The Darwinian side of life in United States leaves some outsiders aghast. Americans revel in it.
“More than some other countries, we expect people to be self-reliant,” President Barack Obama said at Knox College in Galesburg, Ill., last week.
“Nobody is going to do something for you,” he continued as his audience applauded. “We’ve tolerated a little more inequality for the sake of a more dynamic, more adaptable economy. That’s all to the good.”
That is, it’s all for the good until it isn’t. And life in America hasn’t been like that for some time.
Alan Krueger, a Harvard University economist and the outgoing head of Mr. Obama’s Council of Economic Advisers, calculates that the U.S. has become one of the hardest places in the developed world for a child to earn more than his or her parents.
That shift has occurred as the middle class has shrunk. As measured by the number of households reporting income within 50 per cent of the median, the middle class contracted to about 42 per cent in 2010, from 50 per cent in 1970, according to Prof. Krueger.
At the same time, ground-breaking research by Harvard’s Raj Chetty, University of California, Berkeley’s Emmanuel Saez and two co-authors suggests it’s easier to climb the ladder in some places more than others, and that areas where poorer families are segregated from middle-income households are “particularly likely to have low rates of upward mobility.”
The President and his advisers clearly think a critical mass of the voting public is starting to sense that something about the economy isn’t right. Mr. Obama elevated the revival of the middle class to his “highest priority” at Knox College, setting the stage for more speeches and a steady stream of policy proposals aimed at reversing the trend. Earlier this week, at an Amazon.com Inc. distribution center in Chattanooga, Tenn., Mr. Obama suggested cutting business taxes in exchange for a one-time investment in infrastructure to boost the competitiveness of American factories.
Mr. Obama’s speeches can have the seductive power of a drum beat: you find yourself moving to the beat, forgetting that the sound could be so much richer if there was a band.
Washington is as divided as ever, and Republicans immediately dismissed the President’s overture on taxes this week. The President says he will do what he can by executive order. But the transformative stuff – universal education for four-year-olds, infrastructure spending to make factories more competitive, a higher minimum wage – can’t be done without Congress.
Still, political operatives who advise a president don’t pick fights that they think are unwinnable. In three speeches since Knox, Mr. Obama has talked about the need to generate economic growth from the “middle out.” Do you catch the echo? It was a battle cry. American progressives have launched an all-out assault on “trickle-down” economics.
The intellectual foundation for an economic policy based on the middle class was laid by the Center for American Progress, or CAP, an unapologetically “progressive” Washington-based think tank with close ties to the Obama administration.
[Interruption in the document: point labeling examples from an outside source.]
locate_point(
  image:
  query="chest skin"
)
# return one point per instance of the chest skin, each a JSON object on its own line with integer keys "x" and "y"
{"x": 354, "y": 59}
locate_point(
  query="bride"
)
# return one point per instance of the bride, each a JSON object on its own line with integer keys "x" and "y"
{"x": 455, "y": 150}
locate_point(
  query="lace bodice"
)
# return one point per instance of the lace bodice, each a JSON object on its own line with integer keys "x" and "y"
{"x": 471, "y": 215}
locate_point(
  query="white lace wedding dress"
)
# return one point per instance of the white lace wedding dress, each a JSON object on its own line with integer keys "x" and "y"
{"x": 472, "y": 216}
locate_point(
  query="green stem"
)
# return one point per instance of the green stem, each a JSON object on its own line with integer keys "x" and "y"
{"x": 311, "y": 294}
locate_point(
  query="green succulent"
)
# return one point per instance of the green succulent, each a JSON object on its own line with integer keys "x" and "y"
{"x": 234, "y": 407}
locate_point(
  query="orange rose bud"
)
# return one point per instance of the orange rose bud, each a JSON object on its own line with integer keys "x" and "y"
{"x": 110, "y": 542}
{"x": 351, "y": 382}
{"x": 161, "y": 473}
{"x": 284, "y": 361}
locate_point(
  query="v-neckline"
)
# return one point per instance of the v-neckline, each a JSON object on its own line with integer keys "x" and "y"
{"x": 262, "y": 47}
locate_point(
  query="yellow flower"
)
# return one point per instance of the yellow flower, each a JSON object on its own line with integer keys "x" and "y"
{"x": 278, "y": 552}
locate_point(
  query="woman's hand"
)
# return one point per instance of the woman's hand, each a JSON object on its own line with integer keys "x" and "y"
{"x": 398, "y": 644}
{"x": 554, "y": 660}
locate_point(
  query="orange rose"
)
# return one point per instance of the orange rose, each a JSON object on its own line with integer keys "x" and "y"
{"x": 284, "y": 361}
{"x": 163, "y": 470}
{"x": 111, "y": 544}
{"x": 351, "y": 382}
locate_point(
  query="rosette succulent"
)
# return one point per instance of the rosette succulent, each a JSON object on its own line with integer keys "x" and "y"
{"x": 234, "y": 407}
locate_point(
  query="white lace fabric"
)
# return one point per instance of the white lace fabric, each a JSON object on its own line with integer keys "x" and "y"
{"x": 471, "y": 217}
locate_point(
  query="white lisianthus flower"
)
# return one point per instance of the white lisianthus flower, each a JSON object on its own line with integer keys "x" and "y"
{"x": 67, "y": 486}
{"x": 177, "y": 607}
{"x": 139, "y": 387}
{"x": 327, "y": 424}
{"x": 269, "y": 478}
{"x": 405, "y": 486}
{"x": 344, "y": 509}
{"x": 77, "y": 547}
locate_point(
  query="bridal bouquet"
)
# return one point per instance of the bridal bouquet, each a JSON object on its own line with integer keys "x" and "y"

It started with David Madland, a director at CAP, who articulated the idea of thinking about the middle class a driver of economic growth – as opposed to an outcome of economic growth – in an article in 2011. The group has since focused most of its research and advocacy on the “middle-out” theme. Many of Mr. Obama’s policy suggestions – manufacturing jobs, early childhood education, raising the minimum wage – are lifted straight from CAP policy briefs.
“Rich businesspeople don’t create jobs; middle-class customers do,” Eric Liu, a former speechwriter in Mr. Clinton’s White House, and Nick Hanauer, a prominent Democratic venture capitalist, wrote in the latest issue of Democracy, a quarterly journal devoted to progressive politics and policy.
If the political left is looking for a fight with the supply-siders on the right, talk like that should provoke it.
A new paper by Greg Mankiw, the highly regarded Harvard economist who led former president George W. Bush’s Council of Economic Advisers from 2003 to 2005, shows conservative thinkers won’t be rolled easily. Prof. Mankiw provocatively challenges the prevailing view that growing income inequality is hurting the economy, arguing, among other things, that the gap between the rich and the rest is being exaggerated by the extreme wealth generated by the technology boom.
As a thought experiment, Prof. Mankiw imagines an entirely egalitarian world. And then along comes Steve Jobs, or someone like him. The rest of society parts with $100 to purchase Mr. Jobs’s invention. That makes Mr. Jobs much wealthier compared with everyone else. But is society worse for it? Mr. Jobs’s invention makes people much happier.
Interestingly, the thoughtful economists pushing “middle-out” economics also tend to invoke Mr. Jobs, a child of the middle class. They argue that the next Steve Jobs faces much longer odds of changing the world than did the real one.
Who’s right? For a couple of decades, Americans thought they mostly had settled that question. Perhaps not. Their President, a Harvard-trained lawyer, intends to spend the next few years re-litigating it.